The first section of Truth-Telling closes with a long discussion of treaties, which Reynolds believes could have forestalled much of the violence. Reynolds condemns the British for turning their back on a tradition of treaty-making developed in North America and elsewhere. In his view, treaties between sovereign indigenous nations and the new Australian colonies might have provided a degree of mutual respect, restraining settler violence and securing land usage rights for Aboriginal people.
Leaving aside the importance of demanding a treaty between Australia and its First Nations today, a wider view of settler colonial capitalism undermines Reynolds’s case for historic treaties. In practice, treaties between very unequal powers rely solely on the goodwill of the stronger power.
Perhaps treaties might have lessened the degree of cultural loss. But it’s just as important to recognize that settlers have historically used treaties as a tool of dispossession. United States and Canadian history is littered with broken and coerced treaties that saw Native Americans surrender their land only to be pushed by colonizers into impoverished reserves at great loss of life and culture.
Reckoning With the Historical Wrong
Despite the controversy surrounding it, Bruce Pascoe’s Dark Emu has led to a widespread reconsideration of Aboriginal people’s agricultural practices prior to invasion. This has bolstered support for indigenous land rights. Truth-Telling sets out to provoke a similar rethinking of the political organization and sovereignty of Australia’s First Nations peoples. Reynolds makes his case particularly powerful by placing indigenous resistance front and center, suggesting it should be understood as a patriotic defense of their homelands.
The timing is important, too. Although the Australian government enshrined limited land rights through the Mabo decision in 1992, Aboriginal people still experience deep poverty, racism, and dispossession. Aboriginal people face far higher rates of death in custody, and their culture is regularly destroyed with impunity.
Australia’s shift away from a pastoral economy and toward mining has not halted the destruction of Aboriginal lands. At the same time, the movement for Aboriginal sovereignty has grown, with historically significant Invasion Day protests every year.

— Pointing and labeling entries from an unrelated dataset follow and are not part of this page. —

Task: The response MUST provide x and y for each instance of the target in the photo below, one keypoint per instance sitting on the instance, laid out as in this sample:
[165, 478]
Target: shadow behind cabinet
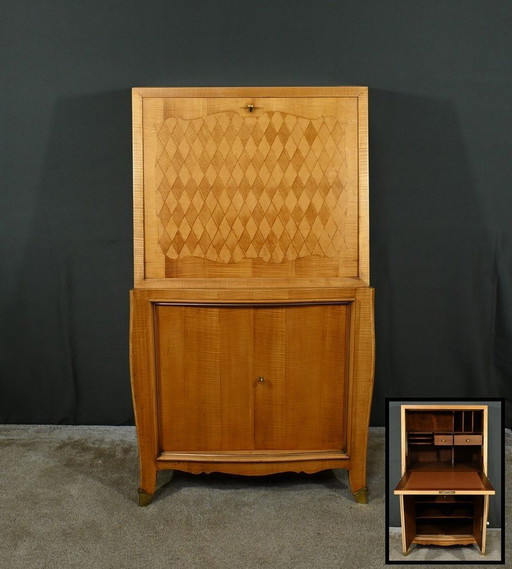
[444, 491]
[252, 337]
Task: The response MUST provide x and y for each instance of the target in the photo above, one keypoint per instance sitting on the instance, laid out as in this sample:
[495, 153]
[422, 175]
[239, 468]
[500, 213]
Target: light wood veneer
[252, 334]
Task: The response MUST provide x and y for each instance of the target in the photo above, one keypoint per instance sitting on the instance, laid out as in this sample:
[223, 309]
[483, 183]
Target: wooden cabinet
[252, 315]
[444, 491]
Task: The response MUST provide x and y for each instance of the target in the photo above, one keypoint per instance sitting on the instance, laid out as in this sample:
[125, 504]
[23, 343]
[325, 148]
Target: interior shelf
[444, 527]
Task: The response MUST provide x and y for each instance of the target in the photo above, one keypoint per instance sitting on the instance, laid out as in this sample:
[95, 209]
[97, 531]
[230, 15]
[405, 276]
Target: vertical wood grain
[269, 363]
[315, 374]
[236, 381]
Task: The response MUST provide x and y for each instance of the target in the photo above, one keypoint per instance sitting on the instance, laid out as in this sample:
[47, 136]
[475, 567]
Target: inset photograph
[445, 481]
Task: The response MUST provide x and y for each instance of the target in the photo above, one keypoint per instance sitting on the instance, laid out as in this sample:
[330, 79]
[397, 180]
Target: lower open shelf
[444, 520]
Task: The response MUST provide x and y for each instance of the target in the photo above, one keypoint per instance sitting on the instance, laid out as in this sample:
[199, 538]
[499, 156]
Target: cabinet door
[242, 378]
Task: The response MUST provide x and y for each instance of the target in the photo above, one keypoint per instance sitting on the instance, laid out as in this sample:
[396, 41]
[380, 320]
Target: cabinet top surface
[251, 183]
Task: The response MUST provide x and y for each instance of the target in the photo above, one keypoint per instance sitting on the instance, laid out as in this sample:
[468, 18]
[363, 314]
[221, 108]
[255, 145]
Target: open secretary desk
[252, 336]
[444, 491]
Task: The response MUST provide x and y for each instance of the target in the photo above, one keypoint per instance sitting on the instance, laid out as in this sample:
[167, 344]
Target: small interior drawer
[468, 439]
[443, 440]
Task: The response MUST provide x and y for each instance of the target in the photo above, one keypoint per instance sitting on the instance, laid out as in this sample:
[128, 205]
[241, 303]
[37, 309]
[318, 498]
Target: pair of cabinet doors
[258, 377]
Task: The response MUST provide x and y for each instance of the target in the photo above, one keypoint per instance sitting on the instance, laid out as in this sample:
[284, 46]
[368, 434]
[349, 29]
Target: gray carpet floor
[68, 500]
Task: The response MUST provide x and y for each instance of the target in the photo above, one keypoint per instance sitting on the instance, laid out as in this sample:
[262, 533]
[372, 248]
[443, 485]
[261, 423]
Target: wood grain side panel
[173, 405]
[142, 371]
[315, 377]
[478, 519]
[409, 521]
[361, 383]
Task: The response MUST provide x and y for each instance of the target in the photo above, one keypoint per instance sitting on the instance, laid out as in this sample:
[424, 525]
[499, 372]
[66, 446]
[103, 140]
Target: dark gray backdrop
[440, 121]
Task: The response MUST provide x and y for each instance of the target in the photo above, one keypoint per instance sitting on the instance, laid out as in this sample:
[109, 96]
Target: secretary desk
[251, 335]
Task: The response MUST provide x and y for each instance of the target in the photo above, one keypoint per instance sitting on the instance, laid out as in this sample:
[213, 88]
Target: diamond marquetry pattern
[270, 187]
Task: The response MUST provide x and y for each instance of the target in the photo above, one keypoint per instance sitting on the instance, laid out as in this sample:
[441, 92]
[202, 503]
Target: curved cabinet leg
[357, 481]
[147, 484]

By powerfully confirming the positions taken by the Uluru Statement from the Heart, Henry Reynolds, has also highlighted the need to push further. Truth-telling is a precondition for genuine justice. But a complete act of truth-telling would also require holding Australian settler colonialism fully to account.
For nonindigenous Australia, a change of heart, of consciousness and of understanding is necessary, of course. But empathy won’t be enough to redress such a vast historic wrong.
It’s a worthwhile goal to pressure the Australian War Memorial to commemorate Aboriginal people who died in the frontiers war. And constitutional recognition of indigenous peoples may be a step forward. But without deeper, structural change, they are likely to be cosmetic changes only.
Indeed, Truth-Telling’s account of genocide and Aboriginal sovereignty raises the questions of reparations and decolonization. It doesn’t just indict colonial-era Australia — it strikes at the heart of contemporary Australia, a state whose logic is still premised on European colonial settler capitalism.